Ian fue hacia el fogón, levantó un palo de la madera de naufragio y golpeó las cenizas con malicia. Ruri permaneció apartada, mojada.

—¿No me pedirás que me quede?

Rió una vez más; una risa que surgió desde lo profundo de su garganta.

—¿Y cómo podría lograrlo, me pregunto? Mira a tu alrededor. Este es tu mundo. Podrías nadar de regreso a Estados Unidos, si lo desearas. No te detendría, incluso si pudiera.

Uno de los troncos quemados cayó a un costado con un murmullo de brasas brillantes y coloradas. La miró, desafiante.

—No me malinterpretes. Me perteneces. Me perteneciste entonces y me perteneces ahora. Cuando moriste, yo… —Bajó la mirada y contempló la madera hecha cenizas, su mandíbula tensa, luego prosiguió con un tono de voz sombrío—. Pero me gustaría pensar que aprendí algo de esa vida —Escarbó entre las cenizas una vez más—. De cualquier modo, puedo esperarlo, maldición.

Ruri permaneció allí, escuchando sus palabras, observando los contornos musculosos y desnudos de su cuerpo contra la silueta escarpada de Kell.

Ian contra el bosque.

Ian contra la arena y las ruinas.

Y por un segundo, con el aire helado del viento septentrional, vio… a alguien más. Un rostro diferente. El mismo corazón salvaje, salvaje…

No.

Ian la volvió a mirar una vez más, un hombre solitario junto al fogón que se extinguía.

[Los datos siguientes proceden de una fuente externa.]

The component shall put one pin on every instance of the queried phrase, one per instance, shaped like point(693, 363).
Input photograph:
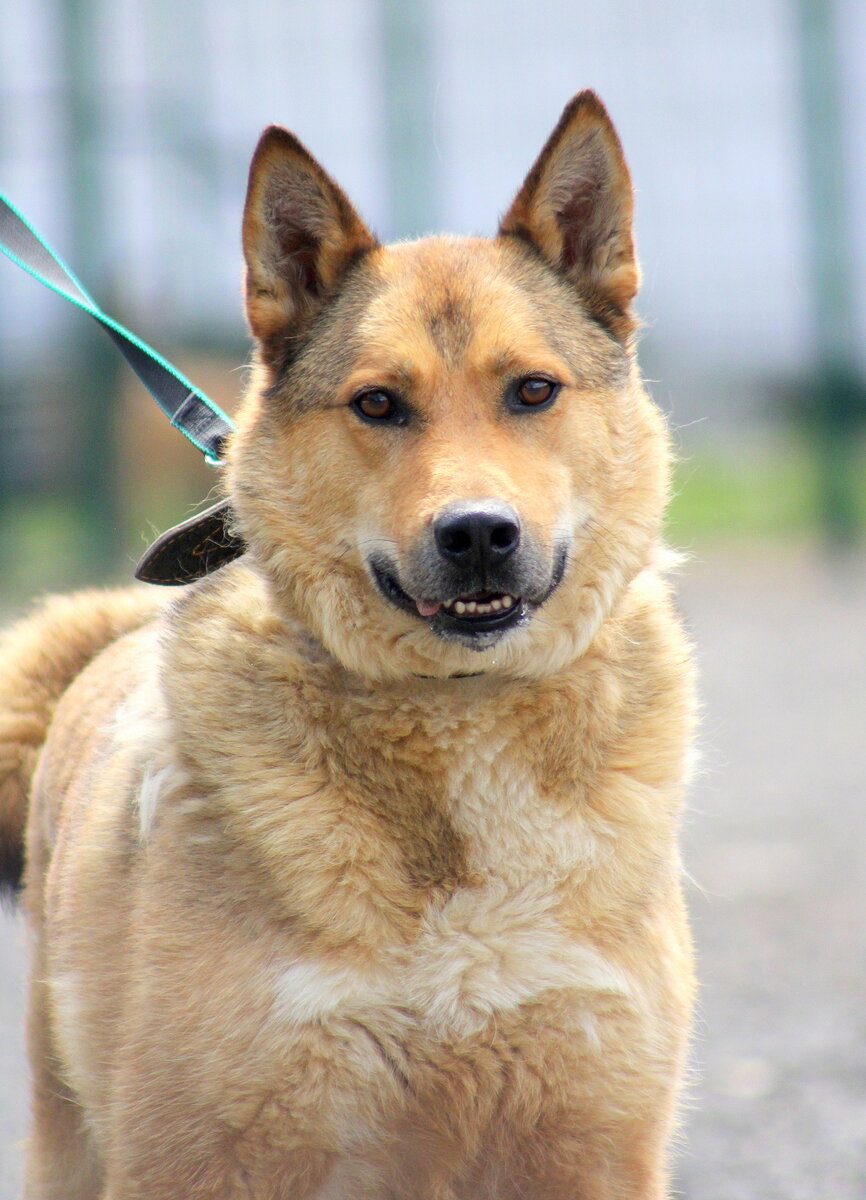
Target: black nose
point(476, 534)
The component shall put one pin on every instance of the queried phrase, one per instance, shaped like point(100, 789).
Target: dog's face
point(446, 463)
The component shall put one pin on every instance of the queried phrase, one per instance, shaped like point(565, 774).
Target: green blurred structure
point(835, 400)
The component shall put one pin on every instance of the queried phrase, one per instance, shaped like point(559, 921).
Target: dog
point(353, 870)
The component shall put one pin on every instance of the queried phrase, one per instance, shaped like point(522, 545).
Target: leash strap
point(187, 408)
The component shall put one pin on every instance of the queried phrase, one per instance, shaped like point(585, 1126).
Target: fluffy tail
point(40, 657)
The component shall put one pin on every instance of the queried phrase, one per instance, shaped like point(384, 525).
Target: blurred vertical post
point(91, 379)
point(837, 400)
point(409, 131)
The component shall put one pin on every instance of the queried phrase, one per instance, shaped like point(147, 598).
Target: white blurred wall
point(704, 95)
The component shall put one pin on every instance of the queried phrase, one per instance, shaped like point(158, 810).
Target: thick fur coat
point(353, 870)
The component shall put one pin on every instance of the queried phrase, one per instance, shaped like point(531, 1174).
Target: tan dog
point(353, 873)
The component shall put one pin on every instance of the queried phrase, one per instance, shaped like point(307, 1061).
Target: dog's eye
point(535, 391)
point(377, 406)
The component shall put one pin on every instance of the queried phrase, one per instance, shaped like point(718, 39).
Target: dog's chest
point(486, 947)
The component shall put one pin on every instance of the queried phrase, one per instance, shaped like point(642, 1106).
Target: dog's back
point(40, 657)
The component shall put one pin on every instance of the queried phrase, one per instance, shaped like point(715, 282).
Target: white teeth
point(480, 607)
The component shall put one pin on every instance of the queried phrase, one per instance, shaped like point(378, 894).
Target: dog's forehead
point(480, 299)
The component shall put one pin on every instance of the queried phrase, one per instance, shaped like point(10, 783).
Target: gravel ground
point(775, 846)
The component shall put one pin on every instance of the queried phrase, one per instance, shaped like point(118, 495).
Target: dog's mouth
point(465, 617)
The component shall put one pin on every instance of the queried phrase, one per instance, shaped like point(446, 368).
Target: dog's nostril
point(504, 535)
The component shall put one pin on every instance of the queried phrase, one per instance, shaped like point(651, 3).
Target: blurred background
point(126, 127)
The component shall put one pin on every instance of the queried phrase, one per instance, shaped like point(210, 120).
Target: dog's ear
point(576, 207)
point(300, 234)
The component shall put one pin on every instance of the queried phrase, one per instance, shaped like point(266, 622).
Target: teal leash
point(187, 408)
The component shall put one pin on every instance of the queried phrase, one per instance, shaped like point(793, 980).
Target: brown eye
point(376, 406)
point(535, 391)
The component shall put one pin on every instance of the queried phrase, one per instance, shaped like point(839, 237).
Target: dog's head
point(446, 462)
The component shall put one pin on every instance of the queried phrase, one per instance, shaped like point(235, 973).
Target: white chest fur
point(487, 948)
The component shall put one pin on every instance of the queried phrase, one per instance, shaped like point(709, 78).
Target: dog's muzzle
point(474, 575)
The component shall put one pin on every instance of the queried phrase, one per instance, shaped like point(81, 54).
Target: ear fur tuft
point(300, 235)
point(576, 208)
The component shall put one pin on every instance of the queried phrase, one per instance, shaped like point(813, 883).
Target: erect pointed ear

—Tú eres mi alma, Ruriko Kell. Y toda mi fe. Mis buenos deseos. Antes era defectuoso, fatalmente. Amé demasiado, temí demasiado. Pero a pesar de todo… a pesar de mis errores… siempre supe que tú eras la parte más aceptable de mí. Quizás por eso me aferré tanto a ti. —Pateó arena hacia una brillante brasa que se convirtió en ceniza—. No volveré a hacerlo. Si no quieres quedarte, entonces vete.